Neutrinos sind Elementarteilchen, die schon in der Frühphase des Universums eine wichtige Rolle spielten. Sie sind der Schlüssel, um mehr über grundlegende Naturgesetze zu erfahren, wie etwa die Fragen danach, warum es im Universum mehr Materie als Antimaterie gibt. Das Deep Underground Neutrino Experiment (DUNE) in den USA soll die Geheimnisse dieser Neutrino-Elementarteilchen entschlüsseln. DUNE ist ein internationales Flaggschiff-Experiment am Teilchenphysik-Forschungszentrum Fermi National Accelerator Laboratory (Fermilab) nahe Chicago (USA), an dem mehr als 1'400 Forschende aus über 200 Instituten weltweit beteiligt sind.
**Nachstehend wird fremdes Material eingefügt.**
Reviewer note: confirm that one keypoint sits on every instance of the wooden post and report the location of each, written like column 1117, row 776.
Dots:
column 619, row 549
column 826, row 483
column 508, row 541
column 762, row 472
Im Rahmen der Forschungsvereinbarung zwischen der Universität Bern und dem Fermilab beteiligen sich auch Forschende des Laboratoriums für Hochenergiephysik (LHEP) und des Albert Einstein Center for Fundamental Physics (AEC) der Universität Bern am DUNE-Experiment. Der DUNE-Kollaboration ist es nun gelungen, die ersten Neutrinos mit dem «2x2»-Prototyp des Detektors «ND-LAr», der an der Universität Bern entwickelt und gebaut wurde, am Fermilab nachzuweisen.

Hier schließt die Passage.